Bisnis kedai kopi yang termasuk dalam sektor Food & Beverages (FnB) sedang menjamur di beberapa kota besar di Indonesia. Terlebih, ketika di masa pandemi Covid-19, usaha kedai kopi bisa membantu menciptakan pekerjaan seperti yang dilakukan oleh kedai kopi bernama Kopi Tuli.
Ya, kata ‘tuli’ yang ada nama kedai kopi tersebut merujuk pada tunarungu. Pendiri kedai Kopi Tuli adalah para teman-teman tuli yang terdiri dari Putri Sampaghita Trisnawinny Santoso, Mohammad Andhika Prakoso dan Tri Erwinsyah Putra.

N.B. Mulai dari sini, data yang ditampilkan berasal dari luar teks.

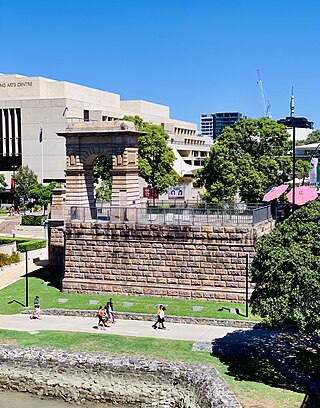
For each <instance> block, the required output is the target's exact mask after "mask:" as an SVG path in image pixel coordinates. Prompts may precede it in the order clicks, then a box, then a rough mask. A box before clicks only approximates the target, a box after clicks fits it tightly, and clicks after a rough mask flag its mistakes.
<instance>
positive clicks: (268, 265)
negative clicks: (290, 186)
mask: <svg viewBox="0 0 320 408" xmlns="http://www.w3.org/2000/svg"><path fill="white" fill-rule="evenodd" d="M319 221H320V200H315V201H311V202H309V203H307V204H306V205H304V206H303V207H301V208H300V209H299V210H296V211H295V212H294V213H293V215H291V216H290V217H289V218H288V219H287V220H285V221H284V222H283V223H281V224H278V225H277V226H276V227H275V228H274V229H273V230H272V232H271V233H270V234H268V235H265V236H263V237H262V239H261V240H260V242H259V243H258V245H257V252H256V255H255V257H254V259H253V262H252V265H251V275H252V281H253V282H254V283H255V289H254V292H253V294H252V296H251V305H252V310H253V313H258V314H260V315H261V316H262V317H263V318H265V320H266V322H267V323H268V324H269V325H271V326H273V327H276V326H280V325H282V324H290V325H294V326H295V327H297V328H298V329H299V330H300V331H302V332H315V331H318V332H319V330H320V314H319V310H320V229H319Z"/></svg>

Tidak hanya para pendirinya yang merupakan teman tuli. Putri, Dhika dan Erwin juga mempekerjakan barista yang tunarungu. Jadi, untuk memesan kopi di Kopi Tuli pengunjung harus berinteraksi dengan para staf yang semuanya tuli.
Namun kedai Kopi Tuli membubuhkan bahasa isyarat di setiap menu yang bisa diikuti pengunjung serta para barista yang sudah terbiasa membaca gerak bibir lawan bicara dan bisa menanggapi secara lisan.
Selain itu, Kopi Tuli juga mengadakan kegiatan belajar bahasa isyarat. Tujuan dari pengajaran bahasa isyarat ini adalah pengunjung bisa saling bercengkrama, baik itu dengan pegawai yang ada di Kopi Tuli dan juga dengan sesama pengunjung Kopi Tuli.
“Di sini, pengunjung lainnya juga dapat belajar Bahasa Isyarat. Bisa dimulai dari petunjuk abjad Bahasa Isyarat yang tertera di kemasan Koptul. Setiap hari Sabtu, di Koptul ramai dengan teman-teman tuli. Berinteraksi pakai Bahasa Isyarat,” kata Putri, melansir dari Gordi.id.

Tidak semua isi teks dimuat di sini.